Jules Massenets "Werther" in der Frankfurter Oper

Wer vor der eigenen Hochzeit mit einem Unbekannten auf einen Ball geht sollte sich nicht wundern, wenn der Gefühlshaushalt durcheinander gerüttelt wird. Schon dumm, wenn man sich ausgerechnet an diesem Tag zum ersten Mal so richtig verliebt. Charlotte geht es so. In Jules Massenets Oper „Werther“ nach dem Roman von Johann Wolfgang von Goethe trifft sie zum absolut falschen Zeitpunkt auf ihren Traummann.

Willy Deckers knapp zehn Jahre alte Inszenierung wurde nun an der Frankfurter Oper aufgeführt und hat nichts an ihrer fesselnden und klaren Bildersprache eingebüßt. Die eigentliche Premiere fand 1996 an der Nederlandse Opera Amsterdam statt. Auf den blauen und grünen Schrägen der großräumigen und angenehm aufgeräumten Bühne spielt sich das Drama mit oft schon bedrückender Direktheit ab

Dass Charlotte (Kristine Jepson) sich beständig windet, ihren anfänglich noch nur erahnten doch bald schon sicheren Gefühlen für den jungen Werther (Piotr Beczala) nachzugehen, nimmt immer groteskere Züge an. Nach dem Tod der Mutter hat sie ihr Leben ihren jüngeren Geschwister und ihrem Vater gewidmet. Das hat sie am Sterbebett geschworen. Etwas anderes auch, nämlich Albert (Nathaniel Webster) zu heiraten. Kein übler Kerl, aber doch recht langweilig. Mit Werther hingegen kann sie sich nicht nur auf besagtem Ball vergnügen, sondern auch die Köpfe „ganz nah“ über Bücher stecken. Die unvermeidbare Hochzeit treibt Werther nach langem Leiden in den Selbstmord und erst jetzt begreift Charlotte: „Anstatt meine Pflicht zu vergessen zog Dein Leiden ich vor.“

Die von Johannes Erath für Frankfurt neu szenisch einstudierte Produktion besticht durch ihre kühlen und schroffen Szenen, durch die das kuriose Bruderpaar Johann und Schmidt (Simon Bailey, Michael McCown) mit oft sinnstiftenden und handlungswendenden Eingriffen führt. So tauchen sie als Charlottes Gewisen auf oder reichen Werther schon im zweiten Akt die Pistole für den späteren Selbstmord. Die relative Gleichgültigkeit, die Werther ansonsten entgegenschlägt wird in den wenigen Momenten mit der Familie besonders deutlich.

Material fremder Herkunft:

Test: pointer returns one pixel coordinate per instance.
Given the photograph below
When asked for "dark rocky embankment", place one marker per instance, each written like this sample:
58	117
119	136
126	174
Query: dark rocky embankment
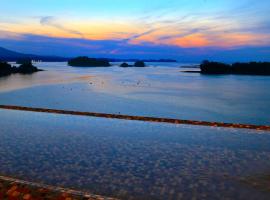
26	68
88	62
136	64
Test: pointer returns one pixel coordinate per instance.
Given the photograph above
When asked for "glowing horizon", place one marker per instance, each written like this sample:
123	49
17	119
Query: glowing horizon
225	24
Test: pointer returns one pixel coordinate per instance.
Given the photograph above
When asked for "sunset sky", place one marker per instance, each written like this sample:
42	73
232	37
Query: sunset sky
181	29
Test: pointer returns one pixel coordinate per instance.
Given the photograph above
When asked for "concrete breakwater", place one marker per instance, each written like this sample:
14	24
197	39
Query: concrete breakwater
138	118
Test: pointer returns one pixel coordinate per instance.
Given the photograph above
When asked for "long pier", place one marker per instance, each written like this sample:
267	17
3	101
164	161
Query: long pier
138	118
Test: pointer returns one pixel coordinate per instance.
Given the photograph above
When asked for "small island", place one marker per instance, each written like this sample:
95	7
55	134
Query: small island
125	65
88	62
252	68
136	64
26	68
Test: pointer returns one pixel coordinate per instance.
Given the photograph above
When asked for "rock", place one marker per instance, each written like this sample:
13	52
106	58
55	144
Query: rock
124	65
88	62
139	64
27	68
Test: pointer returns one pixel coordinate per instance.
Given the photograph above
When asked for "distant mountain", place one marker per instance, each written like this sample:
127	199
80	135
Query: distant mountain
8	55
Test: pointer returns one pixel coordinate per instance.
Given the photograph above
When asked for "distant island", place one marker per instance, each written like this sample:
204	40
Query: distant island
136	64
251	68
88	62
135	60
26	68
12	56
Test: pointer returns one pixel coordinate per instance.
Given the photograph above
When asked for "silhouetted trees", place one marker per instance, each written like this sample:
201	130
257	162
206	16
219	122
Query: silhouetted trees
136	64
88	62
6	69
252	68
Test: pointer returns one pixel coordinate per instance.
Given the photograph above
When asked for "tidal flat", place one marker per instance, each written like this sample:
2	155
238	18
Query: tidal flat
158	90
134	160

Sängerisch brillierte insbesondere der polnische Tenor Piotr Beczala. Der derzeit viel gefragte Sänger gab seine Rolle nicht nur szenisch absolut authentisch sondern bestach auch mit einer Stimme, die sich nie zu verausgaben schien. Selten lässt sich eine Leistung auf derartigem Niveau über eine solche Dauer halten. Die Mezzosopranistin Kristine Jepson gefiel mit souveränen Leistungen, Britta Stallmeister als kleine Schwester Sophie konnte adrett und mit mädchenhaftem Charme überzeugen. Unter der Leitung von Carlo Franci warf das Museumsorchester mit üppiger Klangpracht um sich, konnte darüber hinaus aber auch stimmungsfördernde Differenzierungen klar von reiner Illustration abgrenzen.